This is the sixth article in a twelve-part series that discusses the twelve finalists and their calculator submissions for the OMGWTF Programming Contest. The entries are being presented in the order submitted, and the winner will be announced on June 18, 2007.
Yes, you read that title correctly. OMG!--O-C-R--CAL. That's right, someone just had to go and implement Optical Character Recognition for their calculator. But if that was all that Entry #100175 (Ivan Milyakov's OMG!OCRCAL) did, it surely wouldn't have made finalist. The OMG!OCRCAL is a bit more... in depth... than what you might think.
First and foremost, a screen shot of me entering "881+456="
You too can enter calculations in the OMG!OCRCAL with a simple download of the executable (omgocrcal.exe) and the configuration file (definition.txt, must be in same directory as exe). I highly recommended checking it out first hand. There's even a user guide (omgocrcal.pdf) in case you run into difficulties.
What makes OMG!OCRCAL even more unique is that it doesn't actually represent the numbers using numbers: everything is based on abstract shapes. This has the added benefit of allowing the shapes to be completely user configurable. And this is exactly why I noted above that the definition.txt file had to be downloaded as well: this file contains all of the number/shape definitions.
I'll bet you assumed the same thing about definition.txt that I did: a file filled with all sorts of abstract OCR gobbledygook that only Ivan and his OCR cadre can comprehend. Good news! It's not. In fact, the OMG!OCRCAL configuration file is written in English and is completely human readable:
Let's assume that tab equals 8 spaces Let's draw characters randomly Let's allow user to make mistakes Now we'll define numbers Zero is a large circle One is either a long vertical line or a long vertical line a very small slash line top of first joins top of second Two is either a part of circle 12 to 6 a long horizontal line 6 of first joins left of second or a part of circle 9 to 5 a slash line a long horizontal line 5 of first joins top of second bottom of second joins left of third -- snip --
The OMG!OCRCAL comes with its very own parser that reads this file and builds shapes from it. Go ahead, change it. Make your own shapes that represent numbers.
As for the mathematics, only a handful of things are "hard coded":
- ten symbol names ("Zero" through "Nine")
- order of symbols ("Zero" preceeds "One" which preceeds "Two" which preceeds "Three" ... which preceeds "Nine")
- "Zero" acts as a placeholder symbol
The operations work by simple increments and decrements based on the order of symbols. Addition is performed symbol by symbol (ala grade school "long addition") by incrementing "Zero" the number of times each operand can be decremented (not so much like grade school). Multiplication is repeated addition, and subtraction and division are mostly opposite of their counterparts.

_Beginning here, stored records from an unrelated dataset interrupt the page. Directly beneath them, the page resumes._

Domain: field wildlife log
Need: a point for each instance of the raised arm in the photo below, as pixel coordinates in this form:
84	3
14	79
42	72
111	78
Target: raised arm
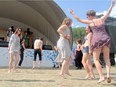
79	19
108	12
61	30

There is a fair amount of code behind OMG!OCRCAL – over 4,000 lines of code in 370+ functions – and from what I’ve seen, it’s a well thought-out, object-oriented approach to developing this solution. It has a handful of fun parts (e.g. probability.h: “typedef Probability Possibility; //Alternate spelling”), but the value in checking it out is educational. I found it very interesting to see how Ivan did things.
As for how he came up with the concept, I had to ask:
First and foremost, Ivan, what drew you to the contest?
I felt an urge to participate in the contest: somehow it’s much more fun to write something creative and... err, useless. I used to write exclusively C++ code, so I felt qualified to give it a shot.
At what point did you decide OCR was the theme?
Later on, actually. My first idea was to use some complicated finite automata configurable in using plain English text. Thinking about it a little longer, I decided to eliminate all numbers from calculation and operate on entirely abstract entities.
Though the rules said that a custom UI was unnecessary, I felt that a perverse program logic requires a unique UI. I asked myself, multiple windows? Nah, too obvious. 3-D interface? Eh. Handwriting? Too complicated… or, was it?
The left and right side of my brain had a quick meeting: if we can describe the shape of numbers, why can't we recognize the mouse movements based on the same description? And hence, the OMG!OCRCAL was born.
How did you go about developing the OMG!OCRCAL?
The first thing I started with was the configuration file. I defined all of the character shapes in it before even writing a single line of code. I was hoping to be able to implement custom shapes (like a “figure-eight”) instead of using two circles, but just ran out of time. Everything is now just lines, circles, and arcs.
After the config file, I implemented the parser… then the shape recognizer… then the join matcher. And actually, I “cheated” a bit: the first UI was built in C# program, as it was much easier to implement. I later ported it to C++.
Whatever happened to the original finite automata concept?
Well, after 100,000 bytes of code and a few days left before the deadline, the OMG!OCRCAL was nothing more than a UI: it couldn’t even add one plus one. Goodbye automata, hello elementary school addition! It was a bit tight. I found doing mathematics without any numbers to be a bit of a challenge. I would have really liked to do more, but there’s only so much time.
Do you work with OCR in your job?
Not at all. My day job is a .NET developer at a software engineering company in Moscow, Russia.
Where did you attend university?
I graduated from Moscow State University of Electronics. I grew up here, and work here, and just can’t ever see leaving. It’s a beautiful city with lots of work opportunities for programmers.
And one last question: would you replace Window’s Calculator with OMG!OCRCAL?
Sure. It wouldn't make any difference as I calculate using either Google or a sheet of paper. But then again, my program looks like a sheet, so maybe it's worth trying!
Download Entry #100175, OMG!OCRCAL (ZIP File)
UPDATE: Rebuilt the OMG!OCRCAL executable (omgocrcal.exe). It did work fine on Vista, but not on XP. Now it works on XP. I have no idea why...